Des ZAD aux quartiers populaires, des manifestations réprimées aux universités occupées, certains des sujets qui occupent beaucoup de temps d’antenne, d’articles et de dépêches ont à voir avec les agissements des « forces de l’ordre ».
Très régulièrement, les journalistes travaillant pour des médias dominants sur ces sujets sont confrontés à une critique sévère, issue en partie des personnes ayant vécu les événements « de l’autre côté de la matraque » : en reprenant sans recul la communication de la police ou de la gendarmerie, leurs articles et reportages occultent la violence des « forces de l’ordre », ou la présentent systématiquement – quoique plus ou moins explicitement – comme légitime.
Partant, leur version des faits s’en trouve souvent biaisée, voire mensongère, bien qu’étiquetée « officielle », ce qui serait un gage d’« objectivité ». Pour Acrimed, qui réfute l’idée d’un complot journalistico-policier, et qui cherche à comprendre quelles sont les conditions qui favorisent la production de ce type de mauvaise information (voire, dans certains cas, de désinformation), la question que nous posons ironiquement est alors la suivante : mais pourquoi sont-ils aussi méchants ?
Qu’il s’agisse d’une intervention d’une BAC (Brigade Anti Criminalité) ou d’une BST (Brigade Spécialisée de Terrain) dans un quartier populaire, des méthodes et des armes utilisées par des CRS ou des gendarmes mobiles lors de telle ou telle manifestation, des blessures infligées par les forces de l’ordre aux occupants des ZAD ou des universités en luttes contre la réforme ORE [1], les exemples sont nombreux(...)
Une dépendance structurelle vis-à-vis des sources policières
Pour comprendre la primeur donnée aux sources policières, parfois au détriment de la vérité, il est utile de s’intéresser aux pratiques de certains journalistes entretenant une relation de proximité avec les forces de l’ordre, et qui construisent leur carrière sur les informations que cette proximité leur permet d’obtenir. (...)
Enfin, la croyance (et la confiance) dans une « objectivité de fait » des institutions policières et judiciaires explique non seulement que certains journalistes ne remettent pas en cause les informations délivrées par ces sources, mais qu’ils leur donnent, en outre, l’exclusivité (...)
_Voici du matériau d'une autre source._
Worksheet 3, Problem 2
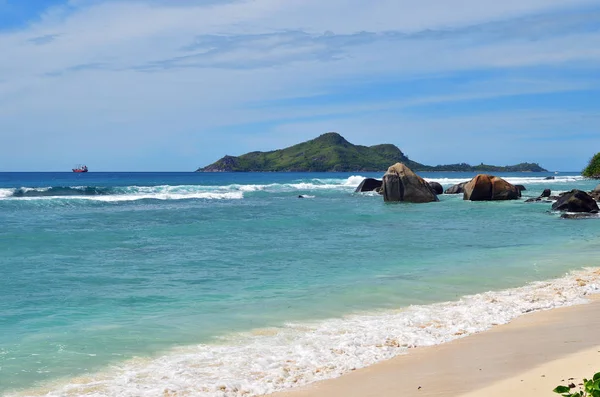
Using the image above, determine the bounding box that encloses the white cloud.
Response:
[0,0,600,168]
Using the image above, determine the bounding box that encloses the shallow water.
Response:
[0,173,600,396]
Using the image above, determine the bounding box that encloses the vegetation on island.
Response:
[582,153,600,179]
[197,132,546,172]
[553,372,600,397]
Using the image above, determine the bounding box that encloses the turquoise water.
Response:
[0,173,600,395]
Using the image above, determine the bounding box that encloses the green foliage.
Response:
[553,372,600,397]
[198,132,545,172]
[582,153,600,179]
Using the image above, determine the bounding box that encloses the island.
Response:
[581,153,600,179]
[197,132,547,172]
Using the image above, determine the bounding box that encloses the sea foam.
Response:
[11,269,600,397]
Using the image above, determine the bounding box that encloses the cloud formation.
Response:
[0,0,600,170]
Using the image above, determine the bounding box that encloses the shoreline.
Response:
[265,294,600,397]
[7,267,600,397]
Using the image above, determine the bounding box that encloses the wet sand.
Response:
[271,295,600,397]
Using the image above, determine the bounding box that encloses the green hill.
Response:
[198,132,546,172]
[582,153,600,179]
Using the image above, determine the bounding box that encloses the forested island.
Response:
[197,132,547,172]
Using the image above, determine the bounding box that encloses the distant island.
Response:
[197,132,547,172]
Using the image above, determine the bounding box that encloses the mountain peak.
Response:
[313,132,350,145]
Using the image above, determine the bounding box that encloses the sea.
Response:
[0,172,600,397]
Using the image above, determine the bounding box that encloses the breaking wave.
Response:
[10,269,600,397]
[0,175,584,202]
[0,176,364,202]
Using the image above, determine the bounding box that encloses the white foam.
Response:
[13,269,600,397]
[0,189,15,199]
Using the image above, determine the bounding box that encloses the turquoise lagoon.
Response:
[0,173,600,396]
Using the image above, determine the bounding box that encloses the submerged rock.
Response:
[463,174,521,201]
[590,185,600,201]
[444,181,469,194]
[355,178,383,193]
[427,182,444,194]
[525,197,552,203]
[552,189,600,213]
[383,163,439,203]
[560,212,600,219]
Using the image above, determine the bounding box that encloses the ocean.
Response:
[0,172,600,397]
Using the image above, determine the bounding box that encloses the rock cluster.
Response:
[383,163,439,203]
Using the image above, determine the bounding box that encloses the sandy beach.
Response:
[271,296,600,397]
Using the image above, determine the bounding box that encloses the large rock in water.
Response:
[552,189,600,213]
[427,182,444,194]
[444,181,469,194]
[590,185,600,201]
[463,174,521,201]
[355,178,383,193]
[383,163,439,203]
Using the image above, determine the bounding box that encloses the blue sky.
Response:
[0,0,600,171]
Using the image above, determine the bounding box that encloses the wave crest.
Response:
[10,269,600,397]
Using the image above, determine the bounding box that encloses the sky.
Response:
[0,0,600,171]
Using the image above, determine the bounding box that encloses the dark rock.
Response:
[560,212,600,219]
[590,185,600,201]
[444,181,469,194]
[383,163,439,203]
[525,197,552,203]
[552,189,600,213]
[427,182,444,194]
[355,178,383,193]
[463,174,521,201]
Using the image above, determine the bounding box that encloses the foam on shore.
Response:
[9,268,600,397]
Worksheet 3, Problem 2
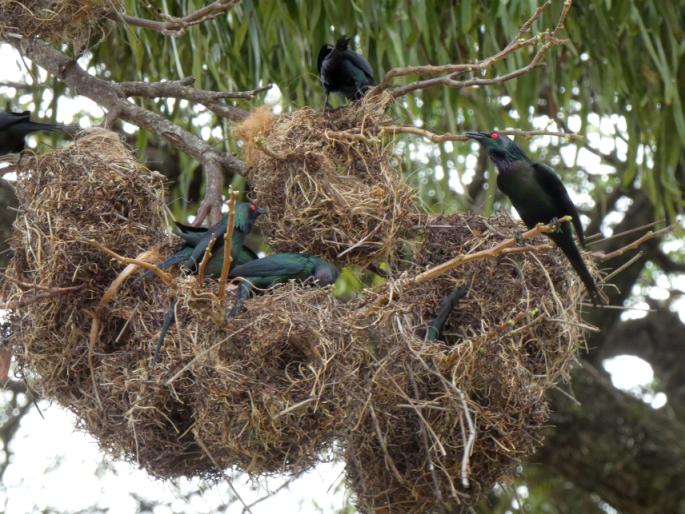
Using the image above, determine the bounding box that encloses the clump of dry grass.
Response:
[3,123,582,513]
[0,0,123,46]
[343,211,582,513]
[5,129,354,478]
[237,95,414,265]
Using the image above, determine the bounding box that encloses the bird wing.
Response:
[345,50,374,82]
[533,162,585,246]
[0,111,31,130]
[316,45,333,76]
[229,254,304,277]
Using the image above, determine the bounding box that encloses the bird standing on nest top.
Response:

Des pratiques aussi en vigueur dans la presse nationale
Sur le principe, ces considérations valent également à l’échelle des médias nationaux vis-à-vis des institutions gouvernementales centrales – notamment les préfectures et le ministère de l’Intérieur.(...)
Les dérives de la dépendance police/journalistes(...)
Les évacuations des ZAD de Notre-Dame des Landes et de Bure en février et avril dernier auront à cet égard fourni un énième exemple des dérives du journalisme de préfecture. Car si de nombreux journalistes ont alors protesté contre les menaces à la liberté de la presse et les conditions de travail auxquelles ils ont été contraints (violence de la part des « forces de l’ordre », accès restreint ou interdit au terrain des « opérations », etc.), d’autres se sont parfaitement accommodés des récits (narratif et visuel) de la police, qu’ils ont utilisés dans leurs médias parfois sans le moindre recul.(...)
Versions concurrentes : une bataille médiatique à armes (très) inégales
Dans de nombreux cas, les journalistes des médias dominants mettent donc en avant la version des pouvoirs publics, et négligent ou ignorent les éléments matériels et les témoignages qui permettraient de la questionner – voire de la disqualifier. Cette tendance, tout à fait nette, n’est pas une loi universelle et uniforme : selon les détails des événements, le type de média, la façon dont les éléments contredisant la version officielle sont portés et défendus, et même le ou la journaliste affectée au traitement de ces événements, l’information produite reprendra les discours préfectoraux ou ministériels avec plus ou moins de distance.(...)
En attendant les transformations de l’espace médiatique pour lesquelles Acrimed milite, et qui viseront entre autres à renverser cette dépendance, nous continuerons d’encourager les personnes, les organisations et les titres de presse qui mènent des batailles médiatiques pour faire connaître ou reconnaître la réalité des faits ; et nous continuerons de pointer autant que possible les affaires dont le traitement médiatique est biaisé ou distordu par le suivisme des rédactions à l’égard des récits proposés par les représentants des forces de l’ordre.